And then there are movies that fail because, like a South China Air jet made of tofu, maintained by Danii Minogue and piloted by pieces of fruit, their every component is hopelessly substandard. A case in point is 1981's 'Oasis of the Zombies'.
Great... eighty minutes of the living dead singing "Wonderwall" and bickering among themselves.
To fully understand why this film was a bigger fiasco than New Coke, it's necessary to go through the entire crew list, person by incompetent person.
Script and Direction, by Jesus Franco
In the midst of World War Two, a squad of Nazis escorting a gold shipment across the North African desert is ambushed at an oasis by Allied forces. Everyone is killed except for the Allied commander, who is rescued by a local sheik. While he recuperates at the sheik's palace, he impregnates the sheik's daughter, then runs off to rejoin his army.
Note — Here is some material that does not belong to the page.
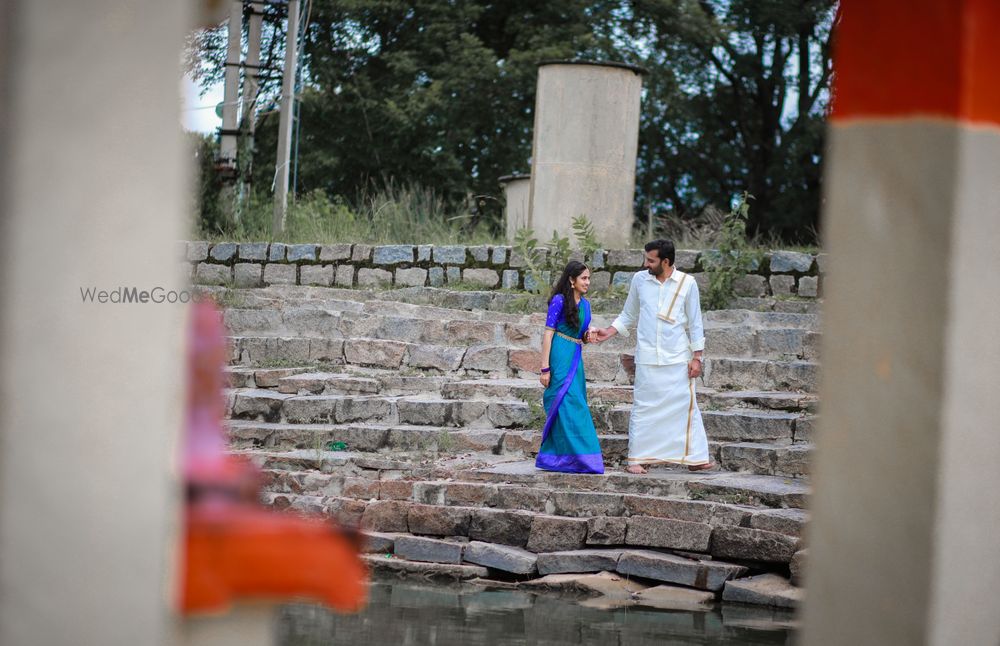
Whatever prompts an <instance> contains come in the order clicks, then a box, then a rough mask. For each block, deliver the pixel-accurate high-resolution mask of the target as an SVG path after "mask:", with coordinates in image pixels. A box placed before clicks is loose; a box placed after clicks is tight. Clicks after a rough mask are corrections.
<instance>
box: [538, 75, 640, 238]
mask: <svg viewBox="0 0 1000 646" xmlns="http://www.w3.org/2000/svg"><path fill="white" fill-rule="evenodd" d="M642 73H643V70H641V69H640V68H637V67H632V66H629V65H623V64H617V63H588V62H576V61H573V62H552V63H543V64H542V65H541V66H540V67H539V68H538V92H537V96H536V98H535V130H534V142H533V146H532V155H531V160H532V162H531V195H530V198H529V214H528V222H529V226H531V228H532V229H534V231H535V234H536V236H537V237H538V238H539V239H540V240H543V241H544V240H548V239H549V238H550V237H551V236H552V232H553V231H556V232H558V233H559V235H561V236H564V237H569V238H572V234H573V228H572V223H573V218H575V217H578V216H580V215H585V216H587V217H588V218H589V219H590V220H591V222H592V223H593V224H594V229H595V230H596V232H597V236H598V239H599V240H600V241H601V243H602V244H603V245H604V246H605V248H608V249H617V248H623V247H627V246H628V243H629V239H630V237H631V233H632V222H633V220H634V219H635V218H634V213H633V211H634V209H633V198H634V193H635V162H636V152H637V150H638V142H639V100H640V92H641V91H642V76H641V75H642Z"/></svg>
An indeterminate amount of time later, the son born of the commander's tryst with the sheik's daughter discovers that his father has been murdered. He returns to North Africa from his home in London to find out what has happened. From his father's journals, he discovers that the Nazi gold is still in the oasis, and he and his friends vow to find it and get rich. Little do they know, however, that the Nazis are now zombies who rise up every evening and terrorise anyone dumb enough to be hanging around.
As bare plots go it's not such a bad effort. It's only when the bare plot gets dressed with the underpants of Dialogue, the jeans of Coherence and the shapeless T-shirt of Making Sense that it all comes undone. For example, the son is around 20 years old. That means that the story must be occurring in the early 60s. But the son's car is a 1970s Suzuki 4x4, and his girlfriend is shown wearing a Walkman. Therefore it must be the late 70s or early 80s. So either World War 2 lasted a lot longer than I've been told, or the director has the keen attention to detail of a drunken globus monkey.
Film Editing, by Claude Gros
Pausing the narrative flow every ten minutes to quickly recap the key moments of the previous ten minutes is not a valid editing choice. Unless, of course, you are editing with the intention of developing an insomnia cure.
Cinematography, by Max Monteillet
The colour is washed out, the establishing shots last longer than childbirth, and the closeups are so close that 80% of the screen is just some guy's nose. On the other hand, points for the lingering tracking shots focusing on the bottoms of nubile girls in two-sizes-too-small hotpants.
Max Monteillet, we salute you, you magnificent French pervert.
Original Music, by Daniel White
Imagine a young Philip Glass, zonked out of his brain on diazepam and messing about with his grandma's Hammond organ. Oh, and did I mention that he has Downs Syndrome?
Daniel's style was excellently summed up by viewing buddy JC: "This isn't a soundtrack. He's just fallen asleep on a keyboard."
Special Effects, by Richard Green
One of the zombies was a skull on a stick, animated by having a stage hand waggle it around. And that was a high point.
Sound Design, by Claude Panier
To signify the rattling, wheezing rasp of an oncoming zombie, Claude seems to have simply run his fingers up and down an old metal washboard. This gave the impression that the zombies were all auditioning for a zydeco band.
Acting, by several people who'd never acted before and haven't acted since
We don't expect Oscar-worthy performances from attractive girls cast as zombie fodder in low-budget horror movies. All we want is a little screaming, crying and convulsing as the undead (or at least the skulls on sticks representing the undead) drag them to the ground and start biting them. But even this was beyond the girls of 'Oasis of the Zombies'. Instead of panicked, desperate screams and thrashing, we got irritated little moans and the occasional fidget, as you would if some mosquitoes were really getting on your nerves, or your boyfriend was doing that thing that he knows you really hate.
Ow! Cut that out! I mean it! Ugh, you are so immature!
Assistant Direction, by Daniel Jouaniss
I don't know what an assistant director's duties on a film like this would be. However I'll blame him for not running over Jesus Franco with a Landrover when he had the chance.
And to think I paid 99c for this movie.